I recently saw an image (that I'm not going to take the effort to find at the moment) which pictures "what we want grief to look like" vs. "what grief actually looks like." The first is a nice straight-line arrow. The other begins as a straight-line arrow and turns into a tangled mess. Yeah, that.

It's so true. My emotions are all over the place. I had my annual physical today and the doctor asked about mood. I kind of laughed--I 'have trouble' with all of those--sadness, anxiety, anger, etc. But it's all 'normal.' I really don't think any of them can be solved with medication for me right now. I just need to figure out how to navigate them--because they are all the result of grief.

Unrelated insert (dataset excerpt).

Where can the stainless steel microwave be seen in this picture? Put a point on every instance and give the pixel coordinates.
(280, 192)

I miss my mom so much. I miss my dad so much. I'm not a true orphan--I'm 36 years old for crying out loud. I have 2 children of my own. But I feel so alone.

This ministry thing can be a lonely thing anyhow and grief doesn't help. A facebook friend of mine posted an article about "10 mom friends every mom should have" (like who doesn't get grossed out by anything, whose the crafty mom, etc.) Mutual friends started posting about who is which number for whom. And I felt like the left-out, shy junior high girl again, with a hint of jealously thrown in. I had briefly been in a mom's group with these women, but even while I still was, I couldn't have listed anyone who is one of those to me. My mom was my go-to for all of these things too.

And this was not where I intended to go, but...it is what it is.